La routine, Richard Patrick la méprise. Alors que le précédent album était réalisé en duo, il engage à chaque poste un nouveau musicien pour former une équipe plus soudée. Avec eux, Filter va entamer un retour aux sources dont les modèles seront le premier album de Nine Inch Nails ''The Pretty Hate Machine'' et le premier album de Filter ''Short Bus'' (évoqué par le titre de la chanson 'Kid Blue From The Short Bus, Drunk Bunk'). 'Tremors' avec sa batterie tribale , ses volutes de synthétiseur, son chant éraillé, 'Mother E', avec son monologue explosif sous les poussées de basse, ou encore 'Nothing In My Hands' retrouvent la rage et la frustration, la vitesse et l'énergie d'antan.

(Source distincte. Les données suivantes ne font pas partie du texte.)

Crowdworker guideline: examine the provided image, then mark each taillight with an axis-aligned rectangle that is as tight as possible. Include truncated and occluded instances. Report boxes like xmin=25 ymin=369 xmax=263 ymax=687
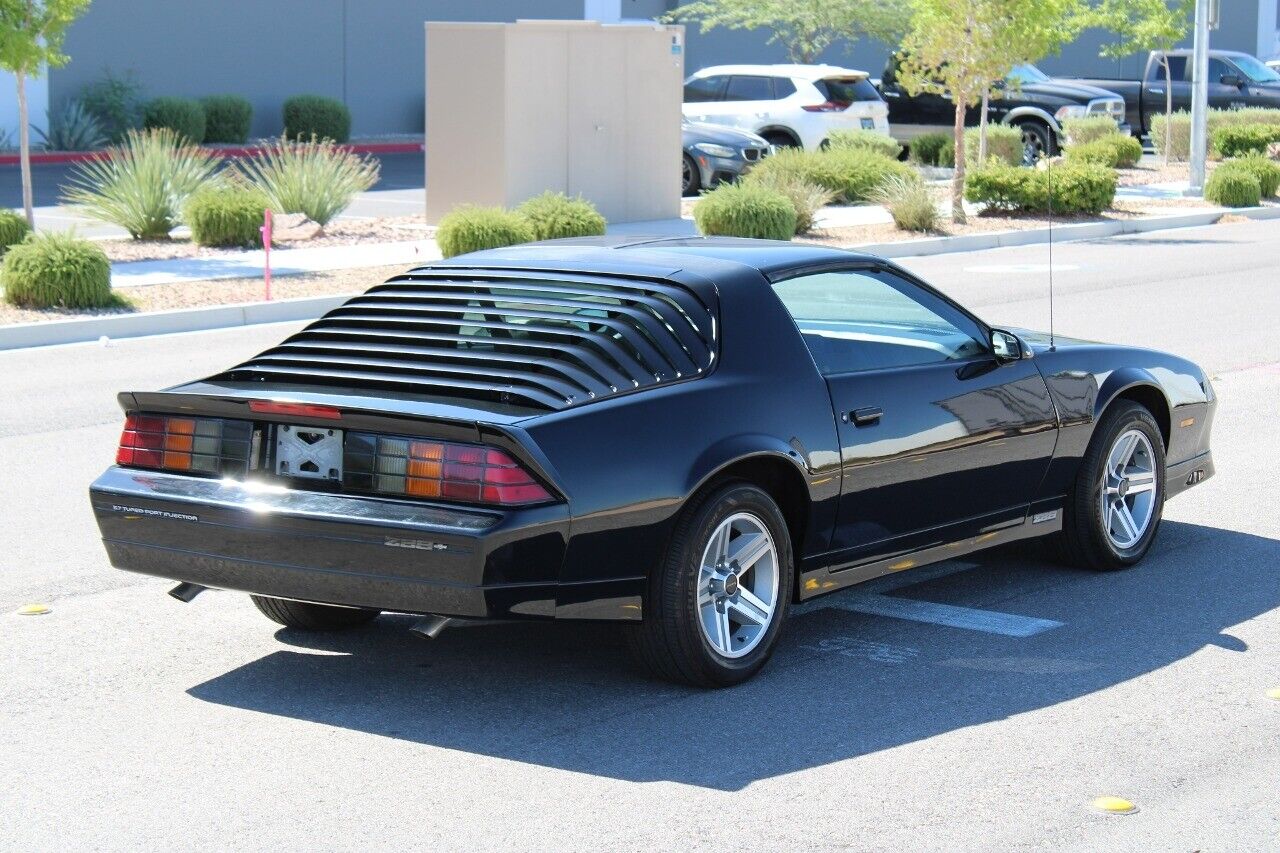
xmin=115 ymin=414 xmax=252 ymax=476
xmin=342 ymin=433 xmax=552 ymax=505
xmin=800 ymin=101 xmax=852 ymax=113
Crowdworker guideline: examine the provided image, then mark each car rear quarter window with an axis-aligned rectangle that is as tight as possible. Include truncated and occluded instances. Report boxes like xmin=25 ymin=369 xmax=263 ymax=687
xmin=773 ymin=270 xmax=986 ymax=375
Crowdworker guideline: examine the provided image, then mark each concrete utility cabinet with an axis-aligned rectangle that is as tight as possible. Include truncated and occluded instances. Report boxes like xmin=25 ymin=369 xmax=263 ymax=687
xmin=426 ymin=20 xmax=685 ymax=223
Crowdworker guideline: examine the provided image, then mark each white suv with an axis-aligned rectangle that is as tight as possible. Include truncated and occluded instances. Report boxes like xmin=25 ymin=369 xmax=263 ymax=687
xmin=684 ymin=65 xmax=888 ymax=150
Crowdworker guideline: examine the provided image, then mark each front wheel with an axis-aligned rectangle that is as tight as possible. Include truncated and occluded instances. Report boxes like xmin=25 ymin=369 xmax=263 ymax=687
xmin=628 ymin=483 xmax=795 ymax=686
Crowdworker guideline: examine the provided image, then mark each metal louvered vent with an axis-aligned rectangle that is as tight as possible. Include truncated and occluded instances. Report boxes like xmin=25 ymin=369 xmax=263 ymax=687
xmin=218 ymin=269 xmax=716 ymax=410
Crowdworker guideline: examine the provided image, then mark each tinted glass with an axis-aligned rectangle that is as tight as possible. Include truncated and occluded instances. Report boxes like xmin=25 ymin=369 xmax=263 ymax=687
xmin=773 ymin=270 xmax=987 ymax=374
xmin=814 ymin=77 xmax=881 ymax=104
xmin=685 ymin=74 xmax=727 ymax=104
xmin=724 ymin=74 xmax=773 ymax=101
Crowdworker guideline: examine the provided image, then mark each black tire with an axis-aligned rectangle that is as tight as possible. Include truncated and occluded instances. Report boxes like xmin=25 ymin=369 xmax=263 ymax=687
xmin=1053 ymin=400 xmax=1165 ymax=571
xmin=627 ymin=482 xmax=795 ymax=688
xmin=1018 ymin=122 xmax=1057 ymax=165
xmin=680 ymin=154 xmax=703 ymax=196
xmin=250 ymin=594 xmax=381 ymax=631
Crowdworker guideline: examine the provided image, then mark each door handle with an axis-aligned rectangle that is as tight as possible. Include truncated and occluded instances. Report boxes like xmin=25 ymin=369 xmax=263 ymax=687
xmin=845 ymin=406 xmax=884 ymax=427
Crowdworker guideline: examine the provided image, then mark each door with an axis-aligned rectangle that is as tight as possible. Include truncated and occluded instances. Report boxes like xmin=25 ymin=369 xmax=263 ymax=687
xmin=774 ymin=266 xmax=1057 ymax=564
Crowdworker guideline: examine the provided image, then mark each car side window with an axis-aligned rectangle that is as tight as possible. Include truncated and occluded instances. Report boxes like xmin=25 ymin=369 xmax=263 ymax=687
xmin=773 ymin=269 xmax=988 ymax=375
xmin=724 ymin=74 xmax=773 ymax=101
xmin=685 ymin=74 xmax=728 ymax=104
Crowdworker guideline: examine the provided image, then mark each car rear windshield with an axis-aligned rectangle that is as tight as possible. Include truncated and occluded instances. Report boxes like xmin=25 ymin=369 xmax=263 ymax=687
xmin=814 ymin=77 xmax=881 ymax=104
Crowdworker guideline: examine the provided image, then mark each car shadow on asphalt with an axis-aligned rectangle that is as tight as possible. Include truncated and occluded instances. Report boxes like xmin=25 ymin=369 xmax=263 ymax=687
xmin=188 ymin=521 xmax=1280 ymax=790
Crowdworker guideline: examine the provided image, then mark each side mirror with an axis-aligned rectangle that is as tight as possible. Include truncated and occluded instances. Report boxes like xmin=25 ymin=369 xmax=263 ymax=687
xmin=991 ymin=329 xmax=1033 ymax=364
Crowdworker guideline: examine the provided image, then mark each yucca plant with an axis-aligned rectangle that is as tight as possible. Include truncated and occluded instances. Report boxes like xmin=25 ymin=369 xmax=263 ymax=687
xmin=63 ymin=127 xmax=218 ymax=240
xmin=239 ymin=137 xmax=378 ymax=232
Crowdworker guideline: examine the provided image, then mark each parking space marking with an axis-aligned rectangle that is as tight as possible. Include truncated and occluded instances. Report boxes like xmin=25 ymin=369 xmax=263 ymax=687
xmin=832 ymin=594 xmax=1062 ymax=637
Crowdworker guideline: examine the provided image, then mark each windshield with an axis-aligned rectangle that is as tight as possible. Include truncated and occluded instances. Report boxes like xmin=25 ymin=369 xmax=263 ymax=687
xmin=1009 ymin=63 xmax=1048 ymax=86
xmin=1231 ymin=56 xmax=1280 ymax=83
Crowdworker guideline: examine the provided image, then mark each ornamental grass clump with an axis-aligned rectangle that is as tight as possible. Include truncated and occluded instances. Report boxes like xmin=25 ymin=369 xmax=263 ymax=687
xmin=237 ymin=137 xmax=378 ymax=232
xmin=63 ymin=128 xmax=218 ymax=240
xmin=0 ymin=232 xmax=113 ymax=309
xmin=694 ymin=180 xmax=793 ymax=240
xmin=516 ymin=191 xmax=607 ymax=240
xmin=435 ymin=206 xmax=534 ymax=257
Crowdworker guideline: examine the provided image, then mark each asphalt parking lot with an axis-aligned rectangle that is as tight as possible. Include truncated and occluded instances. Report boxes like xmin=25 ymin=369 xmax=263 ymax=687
xmin=0 ymin=222 xmax=1280 ymax=850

Pour autant, il ne s'agit pas d'une régression et Richard Patrick l'a annoncé lui-même : il voulait ''plus d'expérimentation, plus de folie, plus de moments étranges plutôt que de refaire tout le temps ce son de guitare bourrin.'' Quand 'Head Of Fire' déploie ses boucles sinueuses jusqu'à saturation, 'Your Bullets' lui répond avec un pont instrumental bidouillé par les machines et s'aventure parfois du côté de chez Killing Joke jusqu'au crescendo final. 'Under The Tongue' se présente comme un voyage gratuit dans un train fantôme lancé à une vitesse volontairement modérée, alors que naguère le groupe aurait brûlé tous ses pétards dès l'introduction. Le titre peut se lire comme une catharsis, une extériorisation de toutes les frustrations intérieures éjectées par la voie des yeux (d'où le titre de l'album ?), qui auraient perdu leur fonction passive. Le disque se termine par la deuxième partie de 'Head Of Fire', beauté crépusculaire jouée à la guitare acoustique.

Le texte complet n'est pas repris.